A five-judge constitution bench comprising Chief Justice R M Lodha and Justices J S Khehar, J Chelameswar, A K Sikri and R F Nariman unanimously found NTT Act, 2005 to be a naked attempt to hit at judiciary's independence as the central government would on one hand litigate in every case before the NTT and on the other hand, decide appointment, transfer and extension of service of NTT chairman and members.
Two judgments — a 227-page decision authored by Justice Khehar for himself and three others and a supplementary, concurring 43-page view penned by Justice Nariman for himself — had a common thread that it was a gross attempt to denude the authority of high courts and put up an alternative adjudicatory forum in NTT, which could be easily manoeuvered by the central government.
Nariman put it rather bluntly, "The National Tax Tribunal Act is unconstitutional, being the ultimate encroachment on the exclusive domain of the superior courts of record in India."
The UPA government had introduced the bill in Parliament with a four-point objective — to reduce pendency of cases and huge arrears in high courts all over the country, huge tax recovery held up in litigation before various high courts, to have uniformity of interpretation of tax law, as there were different opinions between high courts. Finally, judges who came from civil courts were not well-versed to decide complicated tax issues.

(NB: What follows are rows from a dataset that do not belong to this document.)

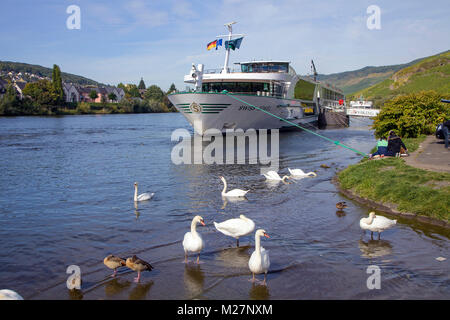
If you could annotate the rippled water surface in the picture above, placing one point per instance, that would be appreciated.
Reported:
(66, 197)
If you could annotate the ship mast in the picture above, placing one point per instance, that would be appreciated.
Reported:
(227, 54)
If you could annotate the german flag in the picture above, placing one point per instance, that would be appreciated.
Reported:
(211, 45)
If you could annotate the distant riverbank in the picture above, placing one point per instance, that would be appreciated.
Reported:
(392, 186)
(124, 107)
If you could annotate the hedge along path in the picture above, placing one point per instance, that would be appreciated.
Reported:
(336, 142)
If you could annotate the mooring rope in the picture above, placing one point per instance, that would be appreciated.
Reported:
(336, 142)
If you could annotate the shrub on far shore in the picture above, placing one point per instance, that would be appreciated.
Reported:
(412, 115)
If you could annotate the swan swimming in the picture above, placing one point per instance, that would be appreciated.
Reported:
(6, 294)
(192, 241)
(376, 223)
(273, 175)
(301, 173)
(143, 196)
(259, 261)
(236, 228)
(232, 193)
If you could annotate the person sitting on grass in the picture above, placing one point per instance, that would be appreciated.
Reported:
(381, 148)
(395, 144)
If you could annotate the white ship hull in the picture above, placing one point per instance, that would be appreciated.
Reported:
(219, 111)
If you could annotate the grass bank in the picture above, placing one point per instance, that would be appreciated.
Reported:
(401, 187)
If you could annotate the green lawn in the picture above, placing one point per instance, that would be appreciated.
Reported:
(392, 181)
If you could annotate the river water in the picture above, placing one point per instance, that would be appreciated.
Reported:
(66, 198)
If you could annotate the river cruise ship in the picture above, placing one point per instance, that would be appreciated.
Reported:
(273, 86)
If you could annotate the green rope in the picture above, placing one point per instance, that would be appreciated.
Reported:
(336, 142)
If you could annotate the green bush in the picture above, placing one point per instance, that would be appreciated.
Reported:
(412, 115)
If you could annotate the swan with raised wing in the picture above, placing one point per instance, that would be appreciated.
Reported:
(273, 175)
(142, 196)
(299, 173)
(232, 193)
(236, 228)
(193, 241)
(376, 223)
(259, 261)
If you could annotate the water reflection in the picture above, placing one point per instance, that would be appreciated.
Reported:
(116, 286)
(375, 248)
(234, 257)
(340, 213)
(232, 200)
(75, 294)
(194, 280)
(136, 210)
(259, 292)
(140, 291)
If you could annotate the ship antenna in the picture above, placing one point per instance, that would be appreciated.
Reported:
(227, 54)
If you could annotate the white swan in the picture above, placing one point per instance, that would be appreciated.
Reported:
(259, 261)
(273, 175)
(6, 294)
(192, 241)
(236, 227)
(232, 193)
(143, 196)
(376, 223)
(301, 173)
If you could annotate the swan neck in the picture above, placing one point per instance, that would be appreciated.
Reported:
(224, 185)
(258, 244)
(194, 226)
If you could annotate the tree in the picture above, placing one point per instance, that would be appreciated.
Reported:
(411, 115)
(154, 93)
(93, 94)
(141, 85)
(57, 84)
(172, 88)
(112, 96)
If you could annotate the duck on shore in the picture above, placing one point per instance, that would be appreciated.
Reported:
(114, 262)
(139, 265)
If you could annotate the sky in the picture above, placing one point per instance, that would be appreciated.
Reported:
(158, 40)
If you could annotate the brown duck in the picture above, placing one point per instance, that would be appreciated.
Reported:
(341, 205)
(136, 264)
(114, 262)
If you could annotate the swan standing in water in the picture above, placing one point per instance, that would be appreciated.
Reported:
(6, 294)
(300, 173)
(136, 264)
(273, 175)
(236, 227)
(259, 261)
(114, 262)
(143, 196)
(192, 241)
(232, 193)
(376, 223)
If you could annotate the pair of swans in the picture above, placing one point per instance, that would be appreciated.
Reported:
(376, 223)
(143, 196)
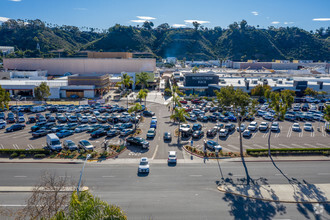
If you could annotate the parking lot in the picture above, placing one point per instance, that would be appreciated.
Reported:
(285, 138)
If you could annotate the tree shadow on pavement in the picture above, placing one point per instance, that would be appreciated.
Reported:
(242, 207)
(303, 193)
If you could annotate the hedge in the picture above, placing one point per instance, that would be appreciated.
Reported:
(22, 151)
(264, 152)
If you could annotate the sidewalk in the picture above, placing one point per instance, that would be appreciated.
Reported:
(285, 193)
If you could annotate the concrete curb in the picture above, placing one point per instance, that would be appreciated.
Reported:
(271, 200)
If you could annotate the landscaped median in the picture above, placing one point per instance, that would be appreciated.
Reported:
(113, 151)
(289, 152)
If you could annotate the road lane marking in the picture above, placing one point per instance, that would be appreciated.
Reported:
(153, 156)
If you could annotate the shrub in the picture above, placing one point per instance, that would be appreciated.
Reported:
(13, 155)
(39, 156)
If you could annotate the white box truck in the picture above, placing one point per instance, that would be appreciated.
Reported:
(53, 142)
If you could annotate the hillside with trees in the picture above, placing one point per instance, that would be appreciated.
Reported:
(238, 42)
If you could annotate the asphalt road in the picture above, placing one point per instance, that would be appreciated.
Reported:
(185, 191)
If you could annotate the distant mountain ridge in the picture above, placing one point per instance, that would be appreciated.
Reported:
(237, 42)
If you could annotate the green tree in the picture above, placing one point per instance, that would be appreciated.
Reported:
(142, 79)
(136, 108)
(4, 98)
(126, 81)
(42, 91)
(179, 116)
(86, 206)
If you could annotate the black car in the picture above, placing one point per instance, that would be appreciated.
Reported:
(98, 133)
(167, 136)
(148, 113)
(15, 127)
(198, 134)
(137, 141)
(212, 132)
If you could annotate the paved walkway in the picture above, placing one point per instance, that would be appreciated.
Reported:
(288, 193)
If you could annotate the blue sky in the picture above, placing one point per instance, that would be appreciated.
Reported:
(103, 14)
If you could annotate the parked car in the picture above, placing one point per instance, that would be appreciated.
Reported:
(70, 145)
(151, 133)
(263, 126)
(84, 144)
(137, 141)
(308, 126)
(167, 136)
(296, 127)
(172, 159)
(64, 133)
(15, 127)
(213, 145)
(98, 133)
(144, 165)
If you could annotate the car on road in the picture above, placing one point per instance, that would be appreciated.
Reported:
(86, 145)
(98, 133)
(113, 132)
(213, 145)
(144, 165)
(15, 127)
(70, 145)
(148, 113)
(198, 134)
(151, 133)
(64, 133)
(275, 127)
(253, 126)
(247, 133)
(138, 141)
(211, 132)
(308, 126)
(126, 132)
(172, 159)
(167, 136)
(296, 127)
(263, 126)
(40, 133)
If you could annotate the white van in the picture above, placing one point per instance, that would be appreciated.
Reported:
(53, 142)
(38, 108)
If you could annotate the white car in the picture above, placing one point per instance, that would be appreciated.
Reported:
(275, 126)
(84, 144)
(172, 157)
(253, 126)
(144, 165)
(308, 127)
(296, 127)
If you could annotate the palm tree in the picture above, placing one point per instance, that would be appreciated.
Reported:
(179, 116)
(142, 78)
(136, 108)
(126, 81)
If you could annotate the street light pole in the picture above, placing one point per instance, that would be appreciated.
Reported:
(81, 172)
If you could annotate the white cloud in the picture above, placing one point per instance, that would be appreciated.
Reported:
(321, 19)
(4, 19)
(145, 18)
(255, 13)
(201, 22)
(179, 25)
(80, 9)
(138, 21)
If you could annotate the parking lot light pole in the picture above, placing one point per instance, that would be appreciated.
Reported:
(81, 172)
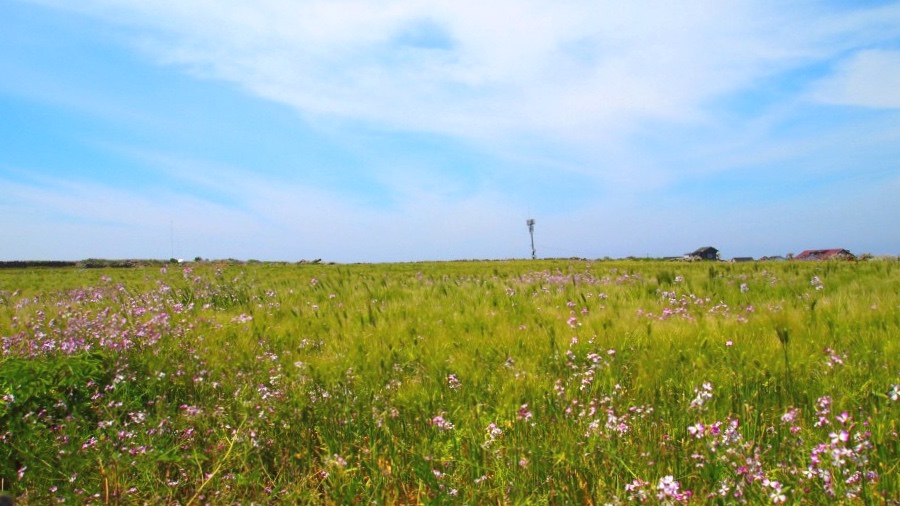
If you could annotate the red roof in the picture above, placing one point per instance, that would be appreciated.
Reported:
(823, 254)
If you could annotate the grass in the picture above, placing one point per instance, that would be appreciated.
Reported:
(468, 382)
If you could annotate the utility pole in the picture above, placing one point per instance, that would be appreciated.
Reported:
(530, 223)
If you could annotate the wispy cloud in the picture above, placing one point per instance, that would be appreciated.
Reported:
(646, 107)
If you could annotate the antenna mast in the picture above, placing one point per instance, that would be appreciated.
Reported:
(530, 223)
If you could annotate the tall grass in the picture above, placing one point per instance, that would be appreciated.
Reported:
(468, 382)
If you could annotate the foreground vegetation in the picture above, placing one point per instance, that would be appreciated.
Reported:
(473, 383)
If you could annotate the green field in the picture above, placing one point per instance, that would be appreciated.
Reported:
(516, 382)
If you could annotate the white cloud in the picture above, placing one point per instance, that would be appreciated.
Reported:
(564, 69)
(869, 78)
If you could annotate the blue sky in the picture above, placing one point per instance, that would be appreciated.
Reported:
(399, 130)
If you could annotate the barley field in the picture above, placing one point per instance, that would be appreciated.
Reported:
(494, 382)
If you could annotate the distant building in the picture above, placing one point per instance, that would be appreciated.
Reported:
(704, 253)
(825, 254)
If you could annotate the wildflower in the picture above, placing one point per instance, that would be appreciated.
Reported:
(703, 394)
(453, 382)
(668, 488)
(523, 413)
(894, 393)
(697, 430)
(442, 424)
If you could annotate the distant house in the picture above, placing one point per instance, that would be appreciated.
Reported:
(704, 253)
(825, 254)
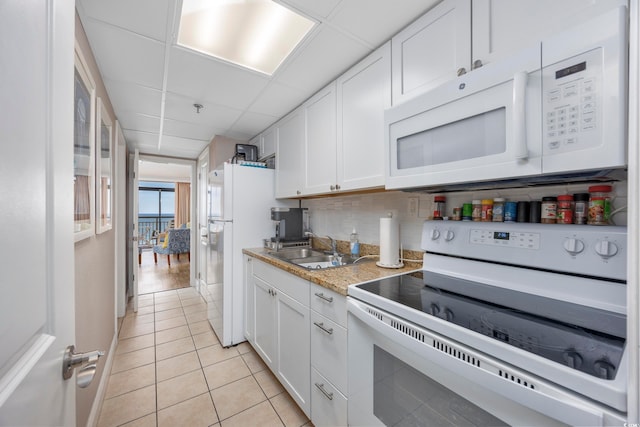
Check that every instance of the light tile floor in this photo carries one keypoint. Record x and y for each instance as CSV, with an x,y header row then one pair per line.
x,y
169,369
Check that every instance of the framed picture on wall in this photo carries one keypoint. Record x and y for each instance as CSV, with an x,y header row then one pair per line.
x,y
83,150
104,162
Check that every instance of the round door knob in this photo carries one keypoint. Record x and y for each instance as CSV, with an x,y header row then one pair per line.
x,y
448,315
606,249
572,358
573,246
604,369
434,309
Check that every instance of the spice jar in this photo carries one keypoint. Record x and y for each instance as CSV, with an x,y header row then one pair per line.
x,y
565,209
580,206
476,213
599,204
487,210
498,209
549,210
439,207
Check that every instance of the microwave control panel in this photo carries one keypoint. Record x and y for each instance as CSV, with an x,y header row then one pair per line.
x,y
571,108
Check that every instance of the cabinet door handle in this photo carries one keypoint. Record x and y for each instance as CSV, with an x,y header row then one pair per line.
x,y
321,326
321,296
325,392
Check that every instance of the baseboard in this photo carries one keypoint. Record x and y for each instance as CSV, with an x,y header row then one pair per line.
x,y
102,387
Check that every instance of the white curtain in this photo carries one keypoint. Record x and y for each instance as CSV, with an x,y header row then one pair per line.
x,y
183,203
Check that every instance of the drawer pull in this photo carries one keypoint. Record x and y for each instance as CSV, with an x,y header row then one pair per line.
x,y
321,296
321,326
325,392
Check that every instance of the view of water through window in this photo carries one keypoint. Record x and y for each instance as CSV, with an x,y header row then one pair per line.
x,y
156,208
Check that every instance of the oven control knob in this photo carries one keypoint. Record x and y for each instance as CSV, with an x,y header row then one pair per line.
x,y
572,358
573,246
604,369
606,249
434,309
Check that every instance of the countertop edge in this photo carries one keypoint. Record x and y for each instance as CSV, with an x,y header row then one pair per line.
x,y
335,279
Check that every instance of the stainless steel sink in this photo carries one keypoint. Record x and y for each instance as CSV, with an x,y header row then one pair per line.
x,y
314,260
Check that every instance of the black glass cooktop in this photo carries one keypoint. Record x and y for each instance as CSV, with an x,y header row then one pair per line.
x,y
588,339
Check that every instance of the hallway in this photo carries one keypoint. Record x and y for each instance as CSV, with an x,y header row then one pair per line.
x,y
169,369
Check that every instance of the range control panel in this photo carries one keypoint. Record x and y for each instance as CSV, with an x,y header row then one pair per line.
x,y
598,251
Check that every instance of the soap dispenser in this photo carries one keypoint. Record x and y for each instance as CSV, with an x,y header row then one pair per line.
x,y
354,244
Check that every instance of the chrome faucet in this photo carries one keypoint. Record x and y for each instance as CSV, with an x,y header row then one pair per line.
x,y
332,243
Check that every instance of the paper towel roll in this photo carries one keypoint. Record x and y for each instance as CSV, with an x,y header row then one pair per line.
x,y
389,243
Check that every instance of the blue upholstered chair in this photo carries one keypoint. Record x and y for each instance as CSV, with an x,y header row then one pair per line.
x,y
178,242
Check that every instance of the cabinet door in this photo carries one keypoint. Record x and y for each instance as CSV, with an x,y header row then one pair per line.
x,y
269,142
294,368
364,92
502,27
265,320
289,155
320,142
249,303
430,51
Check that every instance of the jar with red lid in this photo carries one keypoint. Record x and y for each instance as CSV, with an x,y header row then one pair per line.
x,y
565,209
439,207
599,204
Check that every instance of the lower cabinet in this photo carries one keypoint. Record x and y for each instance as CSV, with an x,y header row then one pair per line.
x,y
328,357
281,330
299,329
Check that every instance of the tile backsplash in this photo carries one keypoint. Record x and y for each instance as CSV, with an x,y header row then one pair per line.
x,y
337,216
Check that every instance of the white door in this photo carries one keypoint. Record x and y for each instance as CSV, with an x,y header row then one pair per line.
x,y
134,239
37,317
203,219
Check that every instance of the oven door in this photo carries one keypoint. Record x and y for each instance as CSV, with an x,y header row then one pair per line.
x,y
401,374
478,127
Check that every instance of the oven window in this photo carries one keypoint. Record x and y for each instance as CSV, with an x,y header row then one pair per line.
x,y
473,137
403,396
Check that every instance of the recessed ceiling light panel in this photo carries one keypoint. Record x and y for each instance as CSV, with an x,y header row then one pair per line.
x,y
257,34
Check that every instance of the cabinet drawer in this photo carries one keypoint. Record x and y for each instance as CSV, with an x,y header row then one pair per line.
x,y
329,350
328,405
293,286
329,303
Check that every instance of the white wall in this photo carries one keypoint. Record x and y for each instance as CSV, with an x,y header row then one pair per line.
x,y
336,216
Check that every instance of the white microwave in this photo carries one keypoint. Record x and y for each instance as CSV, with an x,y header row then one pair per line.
x,y
559,107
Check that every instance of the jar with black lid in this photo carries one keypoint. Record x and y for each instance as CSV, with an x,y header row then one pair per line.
x,y
549,210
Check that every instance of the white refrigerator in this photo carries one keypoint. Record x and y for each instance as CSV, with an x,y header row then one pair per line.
x,y
240,201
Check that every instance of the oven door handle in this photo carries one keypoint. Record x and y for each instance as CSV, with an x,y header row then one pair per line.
x,y
546,399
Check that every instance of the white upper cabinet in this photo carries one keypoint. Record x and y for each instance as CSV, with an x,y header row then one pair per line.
x,y
502,27
458,36
432,50
290,155
320,142
364,92
268,142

The bench said legislature had the power to create alternative forums and vest it with adjudicatory powers but at the same time, it had to maintain identical conditions of service and independence of members of the new forum as applicable to high court judges in deciding the disputes.
The apex court was aghast to find that while the government would be a stakeholder in every case before the NTT, the appointment, transfer and extension of service of its chairperson and members would be decided by secretaries to the government, thus creating a huge conflict of interest and an inescapable conclusion that the litigant would be in a position to influence the justice delivery mechanism.
It also objected to the provision making chartered accountants and company secretaries as well as customs collectors with some years of experience eligible to become technical members of NTT.